The most efficient natural predator on H. lucina, however, is the techinid fly that also parasitizes other large, songbird-daunting caterpillars like tomato hornworms. Tachinid flies harass one caterpillar in a cluster until it drops off the branch where its litter mates remain. This puts the target caterpillar at a disadvantage and the fly is able to lay eggs in its back end. The caterpillar will continue eating even after the baby tachinids chew their way out through its skin and pupate in between its bristles, but will then die before or during pupation. One study found that aboutt one-third of the stingingworms in the area studies (H. lucina) were destroyed by tachinid flies. This valuable ally looks different from a housefly if you take a long close look, but since most people don't care to look closely at flies it's easier to say that tachinid flies resemble houseflies that leave people alone. They're not attracted to our food or our sweat. They keep to themselves, spending most of the time in the fields and woods where their preferred food is crawling about. All we need to do to encourage tachinid flies is make sure we don't spray poisons to kill flying insects generally.

They can be parasitized by braconids, too, and are occasionally killed by mice and birds. No bird regularly eats the caterpillars but some eat the moths.

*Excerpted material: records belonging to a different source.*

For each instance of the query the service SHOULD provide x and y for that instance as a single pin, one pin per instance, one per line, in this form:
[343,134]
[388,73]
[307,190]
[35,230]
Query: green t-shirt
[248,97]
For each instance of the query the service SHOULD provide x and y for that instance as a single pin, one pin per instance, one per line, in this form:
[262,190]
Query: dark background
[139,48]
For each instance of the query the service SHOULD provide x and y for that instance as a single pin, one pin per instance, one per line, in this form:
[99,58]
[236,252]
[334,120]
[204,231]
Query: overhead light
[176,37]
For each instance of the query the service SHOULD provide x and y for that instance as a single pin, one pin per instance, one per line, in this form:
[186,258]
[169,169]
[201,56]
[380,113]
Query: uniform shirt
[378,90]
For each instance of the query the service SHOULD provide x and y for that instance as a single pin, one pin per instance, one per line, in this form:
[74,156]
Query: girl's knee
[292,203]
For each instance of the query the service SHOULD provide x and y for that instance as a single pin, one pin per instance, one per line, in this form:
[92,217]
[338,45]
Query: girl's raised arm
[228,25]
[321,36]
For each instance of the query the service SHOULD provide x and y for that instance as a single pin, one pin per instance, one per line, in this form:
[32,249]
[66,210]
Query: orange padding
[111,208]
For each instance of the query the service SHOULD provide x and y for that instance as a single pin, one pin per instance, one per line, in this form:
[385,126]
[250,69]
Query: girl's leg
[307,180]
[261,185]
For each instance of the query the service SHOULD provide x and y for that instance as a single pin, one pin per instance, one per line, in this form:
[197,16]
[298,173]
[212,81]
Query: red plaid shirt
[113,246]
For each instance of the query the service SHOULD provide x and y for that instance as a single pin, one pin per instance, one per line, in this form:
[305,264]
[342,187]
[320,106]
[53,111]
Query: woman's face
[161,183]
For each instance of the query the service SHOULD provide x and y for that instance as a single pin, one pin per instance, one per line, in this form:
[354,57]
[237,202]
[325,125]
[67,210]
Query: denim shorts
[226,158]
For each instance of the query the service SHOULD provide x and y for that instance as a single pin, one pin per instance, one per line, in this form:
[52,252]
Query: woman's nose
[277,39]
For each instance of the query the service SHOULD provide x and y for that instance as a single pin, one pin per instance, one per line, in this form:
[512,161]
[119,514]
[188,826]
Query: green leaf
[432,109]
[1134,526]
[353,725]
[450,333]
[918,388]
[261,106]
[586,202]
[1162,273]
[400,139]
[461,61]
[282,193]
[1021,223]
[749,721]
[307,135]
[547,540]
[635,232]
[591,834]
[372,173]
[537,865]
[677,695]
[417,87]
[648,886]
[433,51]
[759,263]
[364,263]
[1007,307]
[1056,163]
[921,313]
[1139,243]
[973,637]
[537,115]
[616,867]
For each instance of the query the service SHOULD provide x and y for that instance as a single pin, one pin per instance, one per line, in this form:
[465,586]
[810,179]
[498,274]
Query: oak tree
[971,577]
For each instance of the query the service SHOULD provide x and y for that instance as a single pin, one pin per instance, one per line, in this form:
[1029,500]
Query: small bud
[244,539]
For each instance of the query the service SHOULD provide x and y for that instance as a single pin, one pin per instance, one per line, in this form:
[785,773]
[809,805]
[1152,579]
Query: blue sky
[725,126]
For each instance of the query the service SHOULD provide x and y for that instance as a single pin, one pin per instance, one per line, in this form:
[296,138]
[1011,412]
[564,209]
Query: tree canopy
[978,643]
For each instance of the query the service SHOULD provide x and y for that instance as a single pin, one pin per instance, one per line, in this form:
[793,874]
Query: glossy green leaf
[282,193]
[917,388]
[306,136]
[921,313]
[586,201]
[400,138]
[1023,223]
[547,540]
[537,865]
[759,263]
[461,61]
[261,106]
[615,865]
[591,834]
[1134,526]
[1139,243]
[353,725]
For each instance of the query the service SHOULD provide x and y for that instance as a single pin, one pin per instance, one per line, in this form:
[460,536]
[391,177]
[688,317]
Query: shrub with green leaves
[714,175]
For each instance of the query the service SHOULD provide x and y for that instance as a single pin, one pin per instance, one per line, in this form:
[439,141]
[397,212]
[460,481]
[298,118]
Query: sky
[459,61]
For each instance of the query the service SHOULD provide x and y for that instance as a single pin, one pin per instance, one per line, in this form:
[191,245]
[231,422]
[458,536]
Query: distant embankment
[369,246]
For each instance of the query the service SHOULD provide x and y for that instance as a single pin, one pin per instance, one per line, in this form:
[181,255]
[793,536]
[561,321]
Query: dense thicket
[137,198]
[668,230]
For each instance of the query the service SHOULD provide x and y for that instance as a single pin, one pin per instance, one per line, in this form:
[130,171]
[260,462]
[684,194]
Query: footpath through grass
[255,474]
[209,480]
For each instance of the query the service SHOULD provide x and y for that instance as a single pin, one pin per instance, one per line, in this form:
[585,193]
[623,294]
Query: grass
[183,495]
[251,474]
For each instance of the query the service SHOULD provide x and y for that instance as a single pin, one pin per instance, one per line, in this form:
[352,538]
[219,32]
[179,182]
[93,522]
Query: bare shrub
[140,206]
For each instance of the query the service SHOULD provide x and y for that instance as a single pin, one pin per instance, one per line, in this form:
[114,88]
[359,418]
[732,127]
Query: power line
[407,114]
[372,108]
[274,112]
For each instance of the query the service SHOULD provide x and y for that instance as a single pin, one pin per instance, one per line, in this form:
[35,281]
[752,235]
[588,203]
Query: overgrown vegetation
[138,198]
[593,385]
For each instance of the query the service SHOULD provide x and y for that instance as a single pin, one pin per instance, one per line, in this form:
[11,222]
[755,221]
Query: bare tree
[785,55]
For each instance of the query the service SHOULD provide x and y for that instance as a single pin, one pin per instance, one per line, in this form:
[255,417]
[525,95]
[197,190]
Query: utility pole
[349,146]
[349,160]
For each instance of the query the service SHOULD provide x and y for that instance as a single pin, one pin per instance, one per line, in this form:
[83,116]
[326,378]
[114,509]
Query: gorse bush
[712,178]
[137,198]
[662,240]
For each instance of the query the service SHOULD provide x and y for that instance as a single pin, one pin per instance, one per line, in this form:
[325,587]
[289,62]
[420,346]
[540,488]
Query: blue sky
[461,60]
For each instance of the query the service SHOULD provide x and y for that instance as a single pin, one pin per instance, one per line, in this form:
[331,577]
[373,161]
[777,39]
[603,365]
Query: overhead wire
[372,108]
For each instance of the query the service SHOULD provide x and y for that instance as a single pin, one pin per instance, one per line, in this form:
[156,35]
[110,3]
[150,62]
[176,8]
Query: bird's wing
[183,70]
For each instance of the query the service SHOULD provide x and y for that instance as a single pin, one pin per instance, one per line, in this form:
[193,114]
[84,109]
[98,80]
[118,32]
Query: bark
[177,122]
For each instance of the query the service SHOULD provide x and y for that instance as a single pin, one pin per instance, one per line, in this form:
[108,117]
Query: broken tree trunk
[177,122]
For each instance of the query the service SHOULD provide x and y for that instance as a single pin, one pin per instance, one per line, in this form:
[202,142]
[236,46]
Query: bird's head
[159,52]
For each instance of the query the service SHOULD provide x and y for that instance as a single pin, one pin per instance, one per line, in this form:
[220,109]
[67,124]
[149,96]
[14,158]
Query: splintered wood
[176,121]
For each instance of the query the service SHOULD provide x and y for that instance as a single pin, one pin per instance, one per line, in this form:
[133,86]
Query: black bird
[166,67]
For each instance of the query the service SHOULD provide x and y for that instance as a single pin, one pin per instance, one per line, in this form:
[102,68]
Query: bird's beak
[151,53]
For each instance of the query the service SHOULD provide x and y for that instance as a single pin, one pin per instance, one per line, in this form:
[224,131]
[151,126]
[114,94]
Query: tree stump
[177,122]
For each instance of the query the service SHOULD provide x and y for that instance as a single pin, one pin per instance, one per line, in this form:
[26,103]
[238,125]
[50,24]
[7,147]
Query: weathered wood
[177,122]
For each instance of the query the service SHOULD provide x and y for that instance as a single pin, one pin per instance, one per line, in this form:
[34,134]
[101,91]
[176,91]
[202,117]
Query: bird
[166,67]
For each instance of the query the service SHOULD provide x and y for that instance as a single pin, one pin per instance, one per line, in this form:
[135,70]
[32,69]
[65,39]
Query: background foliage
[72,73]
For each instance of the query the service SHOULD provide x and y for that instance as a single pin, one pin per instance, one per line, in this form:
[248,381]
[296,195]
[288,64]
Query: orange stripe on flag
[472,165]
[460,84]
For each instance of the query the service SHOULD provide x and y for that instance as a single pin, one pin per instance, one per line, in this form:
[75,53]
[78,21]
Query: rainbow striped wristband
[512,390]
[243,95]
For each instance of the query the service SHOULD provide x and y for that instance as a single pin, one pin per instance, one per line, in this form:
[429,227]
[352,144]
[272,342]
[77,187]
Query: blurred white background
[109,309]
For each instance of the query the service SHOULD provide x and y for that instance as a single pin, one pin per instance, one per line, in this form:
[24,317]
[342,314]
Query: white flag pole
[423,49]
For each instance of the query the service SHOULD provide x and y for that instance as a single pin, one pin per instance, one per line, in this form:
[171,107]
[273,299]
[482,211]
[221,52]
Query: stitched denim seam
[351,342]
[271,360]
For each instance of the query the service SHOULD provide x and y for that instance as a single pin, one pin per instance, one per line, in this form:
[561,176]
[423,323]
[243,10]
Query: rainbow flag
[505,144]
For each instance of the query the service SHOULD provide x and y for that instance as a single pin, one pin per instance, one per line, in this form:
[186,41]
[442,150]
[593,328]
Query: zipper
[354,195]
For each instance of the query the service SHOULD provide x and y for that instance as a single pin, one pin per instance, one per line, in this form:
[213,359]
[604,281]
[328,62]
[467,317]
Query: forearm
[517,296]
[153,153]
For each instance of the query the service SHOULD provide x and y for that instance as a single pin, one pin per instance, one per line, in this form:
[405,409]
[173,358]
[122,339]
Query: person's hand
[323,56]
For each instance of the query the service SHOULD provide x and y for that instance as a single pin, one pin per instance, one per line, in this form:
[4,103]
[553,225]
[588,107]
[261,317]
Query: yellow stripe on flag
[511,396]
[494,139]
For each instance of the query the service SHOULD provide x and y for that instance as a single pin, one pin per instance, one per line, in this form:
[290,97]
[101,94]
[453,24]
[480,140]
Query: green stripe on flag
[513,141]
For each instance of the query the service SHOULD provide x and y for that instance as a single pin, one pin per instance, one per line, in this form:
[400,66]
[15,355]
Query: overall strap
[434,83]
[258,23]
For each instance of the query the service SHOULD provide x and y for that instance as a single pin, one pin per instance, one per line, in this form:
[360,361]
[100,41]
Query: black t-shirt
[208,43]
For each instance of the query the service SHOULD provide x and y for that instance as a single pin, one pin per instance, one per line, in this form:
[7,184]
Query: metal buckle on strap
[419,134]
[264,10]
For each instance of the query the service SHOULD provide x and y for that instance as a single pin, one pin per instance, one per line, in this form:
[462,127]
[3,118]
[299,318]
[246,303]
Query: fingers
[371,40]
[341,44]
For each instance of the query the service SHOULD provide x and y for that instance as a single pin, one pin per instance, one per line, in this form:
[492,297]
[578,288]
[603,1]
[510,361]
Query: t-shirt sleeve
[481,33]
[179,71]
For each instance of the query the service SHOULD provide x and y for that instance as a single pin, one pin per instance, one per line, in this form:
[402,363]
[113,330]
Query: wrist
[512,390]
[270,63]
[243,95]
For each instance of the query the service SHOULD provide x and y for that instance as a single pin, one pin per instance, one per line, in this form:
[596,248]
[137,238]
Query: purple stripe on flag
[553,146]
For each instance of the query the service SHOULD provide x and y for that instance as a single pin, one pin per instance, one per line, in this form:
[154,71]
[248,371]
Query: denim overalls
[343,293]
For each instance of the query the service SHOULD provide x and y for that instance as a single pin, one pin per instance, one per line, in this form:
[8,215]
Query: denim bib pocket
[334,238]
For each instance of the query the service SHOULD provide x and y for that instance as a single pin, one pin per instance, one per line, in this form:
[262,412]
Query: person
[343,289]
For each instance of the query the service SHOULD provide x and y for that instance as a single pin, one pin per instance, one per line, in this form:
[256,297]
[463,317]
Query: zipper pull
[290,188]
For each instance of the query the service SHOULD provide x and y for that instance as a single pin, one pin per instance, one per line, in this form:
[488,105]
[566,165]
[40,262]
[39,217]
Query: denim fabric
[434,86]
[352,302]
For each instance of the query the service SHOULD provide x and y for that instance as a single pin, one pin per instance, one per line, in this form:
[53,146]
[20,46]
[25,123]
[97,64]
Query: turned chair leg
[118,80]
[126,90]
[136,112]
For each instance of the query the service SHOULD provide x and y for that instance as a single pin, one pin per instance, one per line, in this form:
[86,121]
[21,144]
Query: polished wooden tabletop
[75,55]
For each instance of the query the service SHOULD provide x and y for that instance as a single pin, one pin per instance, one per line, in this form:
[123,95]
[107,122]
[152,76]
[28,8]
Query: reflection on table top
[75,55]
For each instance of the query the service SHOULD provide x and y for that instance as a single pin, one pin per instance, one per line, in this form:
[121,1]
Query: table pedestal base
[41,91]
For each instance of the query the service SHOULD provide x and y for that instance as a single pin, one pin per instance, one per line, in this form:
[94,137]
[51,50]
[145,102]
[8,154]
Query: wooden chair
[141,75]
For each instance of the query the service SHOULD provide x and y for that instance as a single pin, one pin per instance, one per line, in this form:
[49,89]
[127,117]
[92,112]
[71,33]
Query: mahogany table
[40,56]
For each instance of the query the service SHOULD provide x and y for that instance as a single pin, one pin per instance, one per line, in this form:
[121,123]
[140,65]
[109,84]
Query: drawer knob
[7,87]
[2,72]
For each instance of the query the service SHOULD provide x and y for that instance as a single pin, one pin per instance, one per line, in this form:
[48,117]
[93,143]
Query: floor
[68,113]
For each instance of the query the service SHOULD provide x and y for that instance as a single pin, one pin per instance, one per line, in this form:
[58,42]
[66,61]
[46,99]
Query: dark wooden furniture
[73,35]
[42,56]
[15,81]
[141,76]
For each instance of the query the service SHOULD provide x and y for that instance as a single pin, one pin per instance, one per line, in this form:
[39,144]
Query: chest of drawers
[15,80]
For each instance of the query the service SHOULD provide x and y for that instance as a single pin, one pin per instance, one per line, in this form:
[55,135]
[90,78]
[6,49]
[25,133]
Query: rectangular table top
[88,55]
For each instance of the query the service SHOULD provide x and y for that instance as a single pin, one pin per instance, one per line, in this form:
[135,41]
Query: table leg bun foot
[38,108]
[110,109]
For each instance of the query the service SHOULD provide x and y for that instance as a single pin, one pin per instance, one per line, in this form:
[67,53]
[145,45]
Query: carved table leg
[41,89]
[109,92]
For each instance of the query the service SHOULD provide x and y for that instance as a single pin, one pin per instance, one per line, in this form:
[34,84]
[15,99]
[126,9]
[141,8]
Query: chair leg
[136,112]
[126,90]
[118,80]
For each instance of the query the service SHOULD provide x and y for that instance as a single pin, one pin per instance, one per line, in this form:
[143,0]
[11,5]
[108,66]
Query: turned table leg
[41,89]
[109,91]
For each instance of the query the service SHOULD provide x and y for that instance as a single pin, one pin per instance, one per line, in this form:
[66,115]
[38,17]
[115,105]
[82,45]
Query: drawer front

Then there are caterpillar diseases, like the fungal infection described here. Generally disease pathogens affect either warm-blooded or cold-blooded animals, not both. Plagues can be unleashed on caterpillars without affecting people, or most of their pets or livestock...but of course these plagues rage beyond their intended boundaries and kill many non-target species. In 2003 a writer about the plagues affecting New England's caterpillars wrote wistfully that, in the Blue Ridge Mountains, the big native silk moths were still abundant, from the giant Hyalophora cecropia to H. maia. No more. That fungus infection that reduces a caterpillar's insides to a dark liquid has wiped out our big silk moths and, while I miss Eacles and Anisota and Actias luna, I don't miss our Hemileucas at all.


The writer didn't seem to know that the plague was being spread for the purpose of controlling Lymantria dispar

Healthy caterpillars in all of these species often grow more than two inches long, typically about two and a half inches. Lucina caterpillars' bristles often form rosettes in the late stages of their caterpillar lives, with a central spike in each rosette, sllowing maximum release of venorm into attackers who grab the caterpillar, relatively less vernom for thosew ho only brush against it. The rosettes, if formed, seem to be brownish or yellowish with the central spikes black; the branching bristles are black or gray. But lucina is almost as variable as maia


Photo by Slamonde, New Hampshire, doucmenting the yellow rosettes pattern. (In other photos, individuals had fewer pairs of rosettes, or less vividly colored ones.)

They may burrow into the ground or just hide under leaf litter to pupate, usually through most of July, all of August, and usually part (sometimes all) of September. Then they crawl up out of the ground, looking like rather shaggy grubs until their wings expand, and the cycle begins anew.